Tuesday, August 5, 2008
We are just back from Singapore, where we have attended the extremely well organised SIGIR'08 conference. We presented one full paper and three posters.
Craig presented our full paper entitled Retrieval Sensitivity Under Training Using Different Measures. Through a large-scale empirical evaluation, the paper addresses an important practical issue, when deploying a search engine, namely whether it matters which evaluation measure is used during training, especially when the available training data is very incomplete. The paper shows among other results that it is not necessarily appropriate to train by directly optimising the target evaluation measure (e.g. MAP) . In particular, the paper shows that bPref, infAP and nDCG are all superior training measures than MAP when the training dataset is incomplete and when the evaluation measure is MAP. Interestingly, the same research question has been addressed by Stephen Robertson, albeit more theoretically, in his keynote talk at the SIGIR'08 LR4IR workshop, where he justified and illustrated why optimising directly the evaluation measure on the training set is not often a good approach (as we say, "Great minds think alike"!).

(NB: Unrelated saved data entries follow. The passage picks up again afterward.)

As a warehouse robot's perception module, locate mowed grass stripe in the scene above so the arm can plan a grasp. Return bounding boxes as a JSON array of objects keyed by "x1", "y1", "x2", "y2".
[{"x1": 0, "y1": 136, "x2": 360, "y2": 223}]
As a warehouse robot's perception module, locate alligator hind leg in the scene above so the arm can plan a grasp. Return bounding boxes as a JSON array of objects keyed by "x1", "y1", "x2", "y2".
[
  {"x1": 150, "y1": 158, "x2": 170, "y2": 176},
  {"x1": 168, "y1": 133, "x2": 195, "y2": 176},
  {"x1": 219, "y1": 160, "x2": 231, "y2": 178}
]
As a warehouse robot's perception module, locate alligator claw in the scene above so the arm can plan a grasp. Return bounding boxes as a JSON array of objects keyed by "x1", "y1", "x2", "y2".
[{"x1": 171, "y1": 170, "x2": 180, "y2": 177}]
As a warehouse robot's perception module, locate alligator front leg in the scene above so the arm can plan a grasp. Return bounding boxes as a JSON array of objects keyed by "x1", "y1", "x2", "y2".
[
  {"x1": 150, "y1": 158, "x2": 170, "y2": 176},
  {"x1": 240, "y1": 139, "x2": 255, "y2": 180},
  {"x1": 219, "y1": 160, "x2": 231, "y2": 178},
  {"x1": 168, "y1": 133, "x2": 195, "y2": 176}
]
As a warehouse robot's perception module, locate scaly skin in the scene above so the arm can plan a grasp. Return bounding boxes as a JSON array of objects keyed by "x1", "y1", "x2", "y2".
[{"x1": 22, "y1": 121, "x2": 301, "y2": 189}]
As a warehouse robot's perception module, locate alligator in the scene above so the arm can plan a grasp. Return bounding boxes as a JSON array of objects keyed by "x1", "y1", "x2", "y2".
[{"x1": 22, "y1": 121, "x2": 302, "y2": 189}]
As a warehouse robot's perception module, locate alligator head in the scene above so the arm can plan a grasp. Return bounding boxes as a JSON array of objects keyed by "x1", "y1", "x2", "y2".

The Terrier Team also presented three posters at the conference:
Ranking Opinionated Blog Posts Using OpinionFinder (Presented by Ben): The paper proposes an approach to use and integrate an NLP opinion-identification toolkit, OpinionFinder, into the retrieval process of an IR system, such that opinionated, relevant documents are retrieved in response to a query. This is one of the very few opinion finding detection approaches that were shown to be effective in the TREC Blog Track.
Limits of Opinion-Finding Baseline Systems (Presented by Craig/Iadh): The paper investigates how the underlying baseline retrieval system performance affects the overall opinion-finding performance. Two effective opinion-finding techniques are applied to all the baseline runs submitted to the TREC 2007 Blog track, leading to interesting insights and conclusions.
Automatic Document Prior Feature Selection for Web Retrieval (Presented by PJ): The paper investigates whether the retrieval performance of a Web search engine can be further enhanced by selecting the best document prior feature (e.g. PageRank, URL-Depth, etc.) on a per-query basis. The paper proposes a novel method for selecting the best document prior feature on a per-query basis.
Ps: Photos are from the SIGIR'08 website.